Beagle 2 was of course supposed to search for signs of life on Mars. What a drag, but at least we know what happened to it.

The Woolly Mammoth On Comeback Trail



About a year before 'Jurasic Park' came out, I wrote about this possibility, so I'm happy to spot this article.
A portion of the genetic code of the mammoth has been reconstructed and, to the surprise of scientists, the team that carried out the feat believes that it will be possible to decode the entire genetic make-up.

The tusked beast stood 12-feet tall, weighed up to seven tons and had a shaggy dark brown coat that hung from its belly.

DNA was extracted from a well-preserved 27,000-year-old specimen found in the Siberian permafrost. So far, about 30 million "letters" of the genetic code have been read, albeit in small pieces, representing around one percent of the entire code.

The team says it could take as little as a year to finish the estimated 2.8 billion-letter code that provides the genetic wherewithal to create the animal.

Scientists in Japan and Russia have announced plans to attempt to clone woolly mammoths with the help of living relatives and, despite scepticism that they will be successful, today's work will renew interest in the idea.

Dr Stephan Schuster of Pennsylvania State University, one of the team that announced the new work in the journal Science, said last night that it may also be possible to genetically alter an elephant to turn it into a mammoth.

The work is described by an international team of researchers, including one from Oxford University, who sequenced a chunk of ancient DNA belonging to the mammoth and "fellow travellers" from its remains, including bacteria, fungi, viruses and plants that lived at the same time as the mammoth.

The team extracted nuclear DNA from the mammoth's jawbone, concentrating it before it was amplified and sequenced by a relatively new technique called pyrosequencing.
It's very close to the Asian Elephant so it's feasible, they say.
So, one of these days we'll probably see a mammoth after all.

Meanwhile Another Species Heads For Trouble
You gotta like this - not.
As if criticism over its stance on the Kyoto Protocol wasn't enough, the United States' government is now facing a lawsuit by three environmental groups over the possibility of extinction of polar bears due to global warming. The suit was filed in the US District Court in San Francisco on Thursday.
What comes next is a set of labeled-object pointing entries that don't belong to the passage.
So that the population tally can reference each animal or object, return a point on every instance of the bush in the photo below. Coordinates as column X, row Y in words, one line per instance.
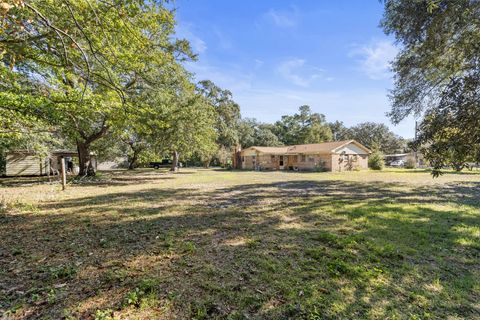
column 375, row 161
column 410, row 163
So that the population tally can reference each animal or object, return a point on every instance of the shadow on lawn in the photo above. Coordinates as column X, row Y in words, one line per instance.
column 296, row 249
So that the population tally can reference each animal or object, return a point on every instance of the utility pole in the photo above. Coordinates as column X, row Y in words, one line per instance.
column 415, row 151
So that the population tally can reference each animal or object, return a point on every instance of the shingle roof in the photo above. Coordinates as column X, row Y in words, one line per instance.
column 271, row 150
column 325, row 147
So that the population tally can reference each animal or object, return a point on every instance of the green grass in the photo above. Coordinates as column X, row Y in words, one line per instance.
column 213, row 244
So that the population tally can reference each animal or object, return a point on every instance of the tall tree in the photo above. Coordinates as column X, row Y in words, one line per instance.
column 227, row 112
column 303, row 127
column 437, row 75
column 339, row 131
column 377, row 136
column 254, row 133
column 84, row 57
The three groups, Center for Biological Diversity, the Natural Resources Defense Council (NRDC) and Greenpeace, have sought protection for the bears under the Endangered Species Act and have demanded that the species be designated as 'threatened'.
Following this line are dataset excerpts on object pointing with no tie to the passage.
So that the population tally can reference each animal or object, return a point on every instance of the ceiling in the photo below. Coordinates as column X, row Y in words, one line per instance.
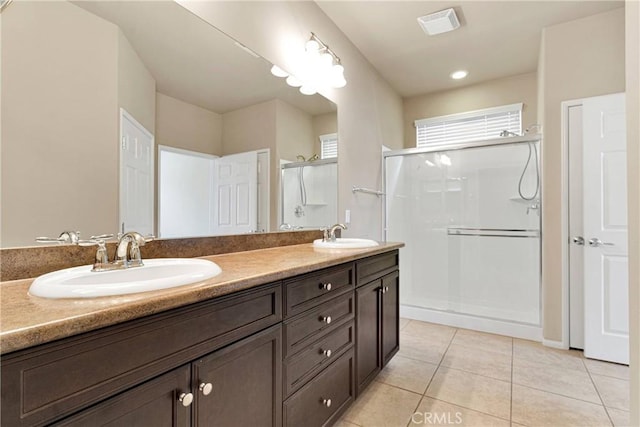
column 195, row 62
column 496, row 38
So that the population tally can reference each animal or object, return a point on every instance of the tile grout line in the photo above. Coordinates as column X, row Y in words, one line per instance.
column 606, row 410
column 424, row 394
column 511, row 393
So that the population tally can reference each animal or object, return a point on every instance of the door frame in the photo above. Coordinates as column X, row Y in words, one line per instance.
column 564, row 212
column 125, row 114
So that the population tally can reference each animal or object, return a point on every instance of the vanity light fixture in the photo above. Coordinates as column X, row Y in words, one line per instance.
column 460, row 74
column 321, row 68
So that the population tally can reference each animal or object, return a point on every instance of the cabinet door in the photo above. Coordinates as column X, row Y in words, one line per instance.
column 241, row 385
column 154, row 403
column 390, row 321
column 368, row 333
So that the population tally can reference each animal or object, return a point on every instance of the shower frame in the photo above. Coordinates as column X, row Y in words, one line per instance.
column 526, row 331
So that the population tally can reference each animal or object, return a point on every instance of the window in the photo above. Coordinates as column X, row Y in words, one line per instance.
column 470, row 126
column 329, row 146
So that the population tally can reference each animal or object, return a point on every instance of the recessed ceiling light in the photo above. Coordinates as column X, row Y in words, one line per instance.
column 460, row 74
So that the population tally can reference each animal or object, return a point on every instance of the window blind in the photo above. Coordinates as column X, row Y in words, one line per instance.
column 470, row 126
column 329, row 146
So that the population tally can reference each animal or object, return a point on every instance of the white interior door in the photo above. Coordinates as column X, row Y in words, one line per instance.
column 576, row 248
column 235, row 183
column 605, row 229
column 136, row 176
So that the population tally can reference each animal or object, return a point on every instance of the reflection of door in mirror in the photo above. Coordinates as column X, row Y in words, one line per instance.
column 203, row 195
column 136, row 176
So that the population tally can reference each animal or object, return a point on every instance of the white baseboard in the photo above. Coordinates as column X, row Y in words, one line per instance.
column 555, row 344
column 500, row 327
“As global warming continues, more bears are going to die. This is very predictable, it's common sense. Their habitat is sea ice. They don't hunt from land, they don't hunt from water. They can't survive if their habitat disappears,” said Kassie Siegel of the Center for Biological Diversity. “To ensure these bears survive, we need to reduce the pollution that is melting their habitat. The Endangered Species Act is a safety net for plants and animals facing extinction. Listing will provide important protections for this majestic animal,” she added.
These are the bear facts: they're not waving, they're drowning.